The noble Lord says that another Minister could take that position. But another Minister might be a competitor for the role. How on earth could we guarantee that there would be an easy judgment about who should fulfil this role and how would that be arrived at?
We are saying that the First Minister, having lost a vote of confidence, is a standby Minister until his or her successor is elected. The moment that election has taken place, he or she goes. It is similar to the removal van being at No. 10, when things move with considerable dispatch. Things might take slightly longer in this respect, but the principle is clear. The Prime Minister is in office until his successor takes up the new position and has kissed hands. For the Assembly, it is clear that the outgoing First Minister carries on for a very short time until the election of his successor. I hope that the noble Lord recognises that that is a reasonable provision. The Bill makes it quite clear that that is exactly what happens.

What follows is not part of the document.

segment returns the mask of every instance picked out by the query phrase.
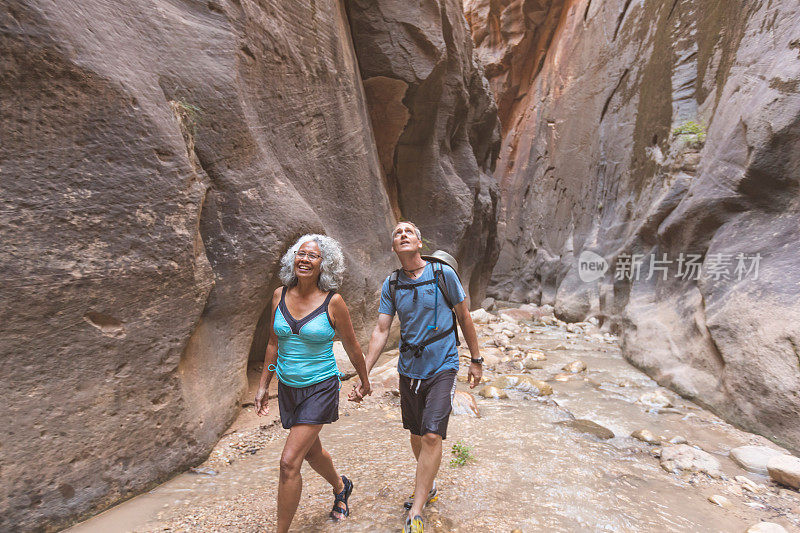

Lord Livsey of Talgarth: My Lords, I hope the Minister will not mind my saying this, but his comments brought to mind something that happened during the 1970s. I went to Downing Street; the crowd were shouting Out to the Prime Minister, while his successor was already in No. 10. I remember thinking that that was rather amusing. Of course, one cannot just wander up to the door of No. 10 these days.
I gleaned from what the Minister said that this was not a problem. Some people might not want to be First Ministerin fact, I suspect that there could be quite a number. I am sure it is not beyond the wit of the Presiding Officer to establish who is in that position and perhaps a successor could be found.